I have let go of having gym goals. I don’t need them. I don’t even have a workout routine. I don’t care how much I weigh, how much I can lift, how many press-ups or pull-ups I can do. There’s no notebook to jot down my progress, and no specific instructions to follow, either.
Don’t get me wrong, I’m not having a go at anyone with specific goals and routines. It’s a good thing to want to be fitter, healthier and look your best. I’m just sharing where I’m at with this “gym thing” in my life.
I’ve been involved in sport in one way of another my entire life. I know lots about nutrition, the body and how to exercise. And I now allow this knowledge, combined with how I feel on any given day, to inspire my workouts and make the experience about so much more than the vacant pursuit of a better physical appearance.
And guess what? I feel fitter than ever. And have never enjoyed the gym this much.
It’s funny, guys in the gym often ask me what I am trying to achieve, how much I weigh, what supplements I take, etc. Yet none of this means anything to me anymore, not like it did at 17 years old.
It’s superficial. Empty.
Sure, being muscular and healthy is great, but body obsession tortures the mind. You might end up looking fantastic on the outside, but what about the inside.
How stable is your mind?
What if people stopped saying, “Wow, you look great”.
How would you feel if a friend said, “Have you lost weight?” Or, “Have you not been training?”

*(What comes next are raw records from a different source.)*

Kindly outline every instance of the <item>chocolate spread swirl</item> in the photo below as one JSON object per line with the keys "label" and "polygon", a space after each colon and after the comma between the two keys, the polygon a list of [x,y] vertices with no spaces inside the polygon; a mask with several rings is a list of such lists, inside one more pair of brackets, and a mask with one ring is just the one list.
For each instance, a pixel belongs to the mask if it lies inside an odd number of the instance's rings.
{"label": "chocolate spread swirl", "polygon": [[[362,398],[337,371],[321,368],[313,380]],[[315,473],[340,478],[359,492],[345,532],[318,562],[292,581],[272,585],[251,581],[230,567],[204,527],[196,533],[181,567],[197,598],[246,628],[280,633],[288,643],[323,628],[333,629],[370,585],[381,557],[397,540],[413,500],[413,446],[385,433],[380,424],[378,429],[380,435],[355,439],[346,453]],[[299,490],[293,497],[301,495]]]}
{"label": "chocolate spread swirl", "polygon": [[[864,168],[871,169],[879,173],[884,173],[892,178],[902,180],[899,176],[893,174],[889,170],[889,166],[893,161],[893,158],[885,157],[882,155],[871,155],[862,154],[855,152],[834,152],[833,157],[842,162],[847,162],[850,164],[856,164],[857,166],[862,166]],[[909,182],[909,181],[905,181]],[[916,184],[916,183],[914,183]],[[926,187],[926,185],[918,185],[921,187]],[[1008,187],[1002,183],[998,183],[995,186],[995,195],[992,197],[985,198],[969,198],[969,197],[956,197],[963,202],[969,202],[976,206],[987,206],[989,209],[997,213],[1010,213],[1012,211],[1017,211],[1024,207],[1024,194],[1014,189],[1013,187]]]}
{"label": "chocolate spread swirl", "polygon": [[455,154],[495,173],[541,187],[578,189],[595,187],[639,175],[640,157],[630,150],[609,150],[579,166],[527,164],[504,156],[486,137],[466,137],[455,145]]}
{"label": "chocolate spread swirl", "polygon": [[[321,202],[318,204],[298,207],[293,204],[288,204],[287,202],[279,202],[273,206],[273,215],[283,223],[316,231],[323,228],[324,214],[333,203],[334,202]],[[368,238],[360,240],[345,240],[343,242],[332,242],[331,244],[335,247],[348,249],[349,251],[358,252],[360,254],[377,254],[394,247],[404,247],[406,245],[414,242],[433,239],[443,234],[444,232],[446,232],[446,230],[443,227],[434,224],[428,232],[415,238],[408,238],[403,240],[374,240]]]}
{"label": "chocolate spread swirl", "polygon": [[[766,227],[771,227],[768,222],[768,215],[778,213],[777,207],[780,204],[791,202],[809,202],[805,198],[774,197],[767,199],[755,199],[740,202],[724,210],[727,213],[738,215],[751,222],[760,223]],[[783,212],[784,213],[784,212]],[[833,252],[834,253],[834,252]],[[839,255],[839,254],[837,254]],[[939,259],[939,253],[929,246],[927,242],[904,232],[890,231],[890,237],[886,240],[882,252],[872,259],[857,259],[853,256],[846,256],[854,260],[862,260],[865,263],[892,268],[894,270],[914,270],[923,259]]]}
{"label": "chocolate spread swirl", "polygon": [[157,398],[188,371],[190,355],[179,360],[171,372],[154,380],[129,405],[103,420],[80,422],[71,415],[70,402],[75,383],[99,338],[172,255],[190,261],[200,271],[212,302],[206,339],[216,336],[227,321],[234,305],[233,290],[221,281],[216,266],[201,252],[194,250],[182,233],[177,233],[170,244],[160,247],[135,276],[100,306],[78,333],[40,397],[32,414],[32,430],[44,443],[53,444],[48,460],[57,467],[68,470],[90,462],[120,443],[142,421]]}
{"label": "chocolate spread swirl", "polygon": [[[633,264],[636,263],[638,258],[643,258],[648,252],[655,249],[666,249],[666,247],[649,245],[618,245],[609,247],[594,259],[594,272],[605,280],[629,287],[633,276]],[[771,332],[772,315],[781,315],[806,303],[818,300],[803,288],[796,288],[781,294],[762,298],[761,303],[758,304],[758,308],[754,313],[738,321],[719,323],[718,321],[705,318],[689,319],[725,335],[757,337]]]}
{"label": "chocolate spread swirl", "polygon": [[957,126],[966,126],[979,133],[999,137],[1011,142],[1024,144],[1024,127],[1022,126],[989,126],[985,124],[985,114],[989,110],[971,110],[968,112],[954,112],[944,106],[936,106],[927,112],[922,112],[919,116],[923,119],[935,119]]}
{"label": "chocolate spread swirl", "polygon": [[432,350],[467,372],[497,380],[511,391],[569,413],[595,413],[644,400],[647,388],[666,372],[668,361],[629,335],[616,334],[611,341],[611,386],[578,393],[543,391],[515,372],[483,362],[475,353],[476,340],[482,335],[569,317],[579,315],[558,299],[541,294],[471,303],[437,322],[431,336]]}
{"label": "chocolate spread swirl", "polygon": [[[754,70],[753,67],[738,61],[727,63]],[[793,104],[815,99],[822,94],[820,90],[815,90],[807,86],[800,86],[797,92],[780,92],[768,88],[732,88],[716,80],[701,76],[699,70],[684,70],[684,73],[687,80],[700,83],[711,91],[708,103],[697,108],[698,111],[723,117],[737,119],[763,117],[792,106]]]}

When your whole identity becomes this ‘gym guy/girl’, it’s easy to lose sight of who you really are. You become an ego-centric mental slave to the gym, to looking as good as you can.
The initial joy of reaching your fitness/bodybuilding goals turn into fears of not being able to maintain this identity, and not being able to satisfy the craving for perfection you know is beyond the capability of your genes.
And this is what drives many guys to steroids and many girls to weight loss pills.
It feels so liberating to just let go, to go to the gym and connect with every inch of my body, contemplating how it works, how it’s developing in terms of health and age.
I don’t pause for mirror takes, admiring my good bits and scrutinising my bad. I move calmly between apparatus, appreciating my ability to exercise rather than grunting and pacing like a caveman.
I focus on good form not weight. I engage in proper breathing not vein-popping grimacing. I watch every push and pull through its motion, appreciating my limbs and Mother-Nature given ability to use my legs and arms in this way.
I stretch mediately, focussing on my chakras and letting go of attachment to thoughts I have accumulated during the day. I treat the gym as I would a temple – a place where I respect my mind, body and soul, bringing the three to harmony with the rest of this interdependent planet.
Next time you go to the gym, I ask you to try using the time in a similar way. Leave your ego and insatiable quest for a lean body at the door.
Let it all go. Don’t focus on any goals, on what others might be thinking about you, on those extra calories you consumed at lunchtime, on how you once looked or how you’d like to look in the future.
Just be there.
Fully engage in every exercise for the absolute purpose of being present and enjoying the ability to physically function in this beautiful way.
And you know what, I guarantee that you’ll end up training more effectively and more efficiently, and feeling and looking better than ever.